The neurovascular unit (NVU) consists of a complex cellular system including circulating blood elements, highly specialized endothelial cells, a high number of pericytes embedded in the endothelial cell basement membrane, perivascular antigen presenting cells, astrocytic endfeet and associated parenchymal basement membrane and neurons Although the endothelial cells form the blood-brain barrier (BBB), i.e. the diffusion barrier, proper alone they are insufficient to account for the unique barrier properties of CNS microvessels, rather it is their interactions with extracellular matrix and cross-talk with adjacent cells that are pre-requisites for barrier function. These interactions in turn control/influence endothelial cell morphology, biochemistry and function that make BBB endothelial cells unique and distinguishable from any other endothelial cell in the body. Under physiological conditions, the BBB endothelial cells inhibit transcellular passage of molecules across the barrier by an extremely low pinocytotic activity and restrict the paracellular diffusion of hydrophilic molecules due to an elaborate network of complex tight junctions (TJ) between the endothelial cells.
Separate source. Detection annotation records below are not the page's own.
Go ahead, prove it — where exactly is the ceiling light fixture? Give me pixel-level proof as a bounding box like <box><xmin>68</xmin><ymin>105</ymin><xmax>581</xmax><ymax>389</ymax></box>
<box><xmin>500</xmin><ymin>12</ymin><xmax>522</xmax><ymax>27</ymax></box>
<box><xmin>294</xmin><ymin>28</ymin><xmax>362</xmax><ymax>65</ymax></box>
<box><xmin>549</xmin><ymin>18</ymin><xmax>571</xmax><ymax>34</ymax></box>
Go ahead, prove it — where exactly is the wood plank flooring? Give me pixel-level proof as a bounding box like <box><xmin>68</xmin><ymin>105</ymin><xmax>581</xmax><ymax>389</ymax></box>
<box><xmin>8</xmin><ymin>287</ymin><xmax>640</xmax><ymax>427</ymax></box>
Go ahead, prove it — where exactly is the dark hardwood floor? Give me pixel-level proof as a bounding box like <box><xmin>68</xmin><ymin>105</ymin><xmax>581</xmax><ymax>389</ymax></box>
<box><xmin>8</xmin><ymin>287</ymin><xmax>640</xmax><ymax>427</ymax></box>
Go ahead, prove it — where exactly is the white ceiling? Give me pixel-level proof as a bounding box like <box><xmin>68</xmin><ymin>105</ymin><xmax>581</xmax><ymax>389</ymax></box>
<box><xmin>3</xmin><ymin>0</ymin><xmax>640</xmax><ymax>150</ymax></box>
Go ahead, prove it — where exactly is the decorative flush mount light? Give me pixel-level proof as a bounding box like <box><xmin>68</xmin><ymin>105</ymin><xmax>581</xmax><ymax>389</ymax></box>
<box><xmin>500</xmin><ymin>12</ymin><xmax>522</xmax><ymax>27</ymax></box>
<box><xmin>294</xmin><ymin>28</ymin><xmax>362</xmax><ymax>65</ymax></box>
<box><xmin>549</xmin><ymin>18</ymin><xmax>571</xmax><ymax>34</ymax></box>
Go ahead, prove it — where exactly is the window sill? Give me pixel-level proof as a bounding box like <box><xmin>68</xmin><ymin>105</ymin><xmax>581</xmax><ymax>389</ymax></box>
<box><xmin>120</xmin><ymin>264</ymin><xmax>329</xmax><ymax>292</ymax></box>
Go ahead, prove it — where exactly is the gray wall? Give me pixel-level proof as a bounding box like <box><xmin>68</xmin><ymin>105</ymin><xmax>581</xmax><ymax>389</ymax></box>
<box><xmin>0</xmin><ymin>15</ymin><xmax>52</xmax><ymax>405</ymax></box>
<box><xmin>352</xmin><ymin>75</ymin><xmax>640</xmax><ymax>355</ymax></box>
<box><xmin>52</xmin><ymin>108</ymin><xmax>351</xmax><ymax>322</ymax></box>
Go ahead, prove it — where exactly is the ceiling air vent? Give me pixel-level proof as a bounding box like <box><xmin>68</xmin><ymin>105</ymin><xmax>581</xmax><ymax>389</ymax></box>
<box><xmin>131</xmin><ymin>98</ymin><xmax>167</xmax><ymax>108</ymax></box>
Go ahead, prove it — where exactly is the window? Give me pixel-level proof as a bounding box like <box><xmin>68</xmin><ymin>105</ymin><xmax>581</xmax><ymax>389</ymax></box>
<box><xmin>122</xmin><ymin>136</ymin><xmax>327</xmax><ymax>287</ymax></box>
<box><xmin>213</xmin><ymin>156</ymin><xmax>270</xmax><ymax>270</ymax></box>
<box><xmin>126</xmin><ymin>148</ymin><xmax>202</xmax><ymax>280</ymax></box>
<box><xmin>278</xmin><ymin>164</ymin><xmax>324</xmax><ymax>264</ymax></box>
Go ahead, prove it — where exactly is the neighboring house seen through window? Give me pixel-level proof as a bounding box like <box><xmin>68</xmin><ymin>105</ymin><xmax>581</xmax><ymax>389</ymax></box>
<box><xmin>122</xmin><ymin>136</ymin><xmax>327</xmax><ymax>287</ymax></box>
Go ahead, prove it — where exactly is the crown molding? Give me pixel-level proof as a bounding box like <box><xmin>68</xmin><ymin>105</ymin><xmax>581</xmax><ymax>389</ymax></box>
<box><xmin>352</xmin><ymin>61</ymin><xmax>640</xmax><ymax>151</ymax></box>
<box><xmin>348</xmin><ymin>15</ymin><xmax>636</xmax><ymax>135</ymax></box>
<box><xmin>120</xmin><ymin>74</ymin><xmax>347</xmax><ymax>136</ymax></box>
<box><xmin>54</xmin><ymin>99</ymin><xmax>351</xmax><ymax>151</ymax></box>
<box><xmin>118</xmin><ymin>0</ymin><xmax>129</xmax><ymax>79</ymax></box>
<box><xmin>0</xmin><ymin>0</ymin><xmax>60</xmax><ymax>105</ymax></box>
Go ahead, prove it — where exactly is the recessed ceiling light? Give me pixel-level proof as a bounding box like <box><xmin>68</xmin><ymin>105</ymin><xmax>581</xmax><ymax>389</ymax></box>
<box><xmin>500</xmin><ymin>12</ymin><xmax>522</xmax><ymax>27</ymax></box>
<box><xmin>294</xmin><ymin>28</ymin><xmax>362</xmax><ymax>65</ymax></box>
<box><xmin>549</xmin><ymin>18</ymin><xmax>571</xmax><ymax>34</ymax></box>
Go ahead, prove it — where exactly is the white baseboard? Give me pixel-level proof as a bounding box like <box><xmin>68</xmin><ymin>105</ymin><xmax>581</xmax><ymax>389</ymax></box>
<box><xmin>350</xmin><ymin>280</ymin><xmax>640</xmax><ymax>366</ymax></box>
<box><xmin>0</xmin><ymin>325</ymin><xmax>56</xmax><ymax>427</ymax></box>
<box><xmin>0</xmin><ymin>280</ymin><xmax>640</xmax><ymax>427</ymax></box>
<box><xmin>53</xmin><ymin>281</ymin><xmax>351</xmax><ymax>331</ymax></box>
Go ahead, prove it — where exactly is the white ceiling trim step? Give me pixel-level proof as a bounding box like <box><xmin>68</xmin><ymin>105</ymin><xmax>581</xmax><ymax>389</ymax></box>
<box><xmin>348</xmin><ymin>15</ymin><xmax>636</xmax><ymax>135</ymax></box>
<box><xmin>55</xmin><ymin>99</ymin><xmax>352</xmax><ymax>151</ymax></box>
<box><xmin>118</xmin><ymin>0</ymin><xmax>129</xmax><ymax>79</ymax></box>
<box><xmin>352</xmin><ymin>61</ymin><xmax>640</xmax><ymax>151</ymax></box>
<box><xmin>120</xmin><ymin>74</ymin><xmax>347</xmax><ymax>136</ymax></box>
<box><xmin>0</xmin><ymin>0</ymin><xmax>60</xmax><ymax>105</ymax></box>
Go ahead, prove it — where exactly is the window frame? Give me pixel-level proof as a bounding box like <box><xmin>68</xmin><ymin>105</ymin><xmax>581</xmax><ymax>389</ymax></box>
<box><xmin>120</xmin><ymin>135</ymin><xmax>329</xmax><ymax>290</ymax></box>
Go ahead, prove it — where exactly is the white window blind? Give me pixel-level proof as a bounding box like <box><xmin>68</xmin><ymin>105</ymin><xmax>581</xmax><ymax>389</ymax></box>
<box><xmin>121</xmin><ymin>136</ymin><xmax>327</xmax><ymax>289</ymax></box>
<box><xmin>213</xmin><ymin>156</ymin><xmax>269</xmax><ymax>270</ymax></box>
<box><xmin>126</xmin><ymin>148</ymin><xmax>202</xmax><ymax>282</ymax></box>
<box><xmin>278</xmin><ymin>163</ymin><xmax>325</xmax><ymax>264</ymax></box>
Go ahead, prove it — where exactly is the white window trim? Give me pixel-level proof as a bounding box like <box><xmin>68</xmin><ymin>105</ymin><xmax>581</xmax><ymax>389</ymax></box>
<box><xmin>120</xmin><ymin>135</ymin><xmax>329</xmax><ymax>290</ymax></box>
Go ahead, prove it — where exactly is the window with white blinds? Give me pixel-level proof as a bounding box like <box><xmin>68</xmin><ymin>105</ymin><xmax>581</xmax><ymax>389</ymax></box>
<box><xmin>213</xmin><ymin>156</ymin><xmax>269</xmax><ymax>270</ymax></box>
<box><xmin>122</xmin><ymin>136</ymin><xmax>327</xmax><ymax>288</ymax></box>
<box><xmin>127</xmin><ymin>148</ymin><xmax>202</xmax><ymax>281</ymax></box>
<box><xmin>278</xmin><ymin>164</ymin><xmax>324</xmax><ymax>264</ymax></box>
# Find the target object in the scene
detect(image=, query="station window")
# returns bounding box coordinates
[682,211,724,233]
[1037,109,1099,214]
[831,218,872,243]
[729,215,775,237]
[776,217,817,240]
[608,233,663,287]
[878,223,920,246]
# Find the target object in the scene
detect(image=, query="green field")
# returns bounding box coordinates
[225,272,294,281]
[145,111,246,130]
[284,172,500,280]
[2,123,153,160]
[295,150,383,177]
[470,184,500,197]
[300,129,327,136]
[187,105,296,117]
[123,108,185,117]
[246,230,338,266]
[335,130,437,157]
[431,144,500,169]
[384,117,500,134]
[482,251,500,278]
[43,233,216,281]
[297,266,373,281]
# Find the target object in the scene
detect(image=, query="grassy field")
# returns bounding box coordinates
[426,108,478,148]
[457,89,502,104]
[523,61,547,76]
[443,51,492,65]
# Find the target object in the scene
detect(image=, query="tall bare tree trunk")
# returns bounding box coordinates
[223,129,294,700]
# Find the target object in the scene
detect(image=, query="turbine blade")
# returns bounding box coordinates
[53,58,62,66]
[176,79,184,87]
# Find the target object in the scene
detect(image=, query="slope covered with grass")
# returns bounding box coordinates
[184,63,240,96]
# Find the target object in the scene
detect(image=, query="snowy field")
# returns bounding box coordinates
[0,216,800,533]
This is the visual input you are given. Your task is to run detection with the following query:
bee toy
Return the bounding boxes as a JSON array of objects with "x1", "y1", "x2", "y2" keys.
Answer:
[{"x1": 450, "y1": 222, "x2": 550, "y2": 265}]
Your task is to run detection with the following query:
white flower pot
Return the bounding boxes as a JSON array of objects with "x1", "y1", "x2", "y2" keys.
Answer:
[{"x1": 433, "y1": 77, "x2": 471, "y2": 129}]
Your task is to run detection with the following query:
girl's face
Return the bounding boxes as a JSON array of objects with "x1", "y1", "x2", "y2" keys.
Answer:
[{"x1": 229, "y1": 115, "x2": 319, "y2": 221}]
In contrast to epithelial TJs, BBB endothelial TJs are sensitive to molecular changes within the NVU, i.e. their function is impaired under pathological conditions such as stroke. In contrast, in order to meet the high metabolic needs of the CNS tissue, specific transport systems selectively expressed in the capillary BBB endothelial cell membranes mediate the directed transport of nutrients into the CNS or of toxic metabolites out of the CNS. Apart from the endothelial cell monolayer per se, disruptions or defects in the underlying basement membrane structures, pericyte layer or ensheathing astrocyte endfeet have all been shown to compromise the barrier function of CNS microvessels, emphasizing the importance of the cross talk between these cell and ECM layers in conferring the unique barrier properties of the CNS vessels.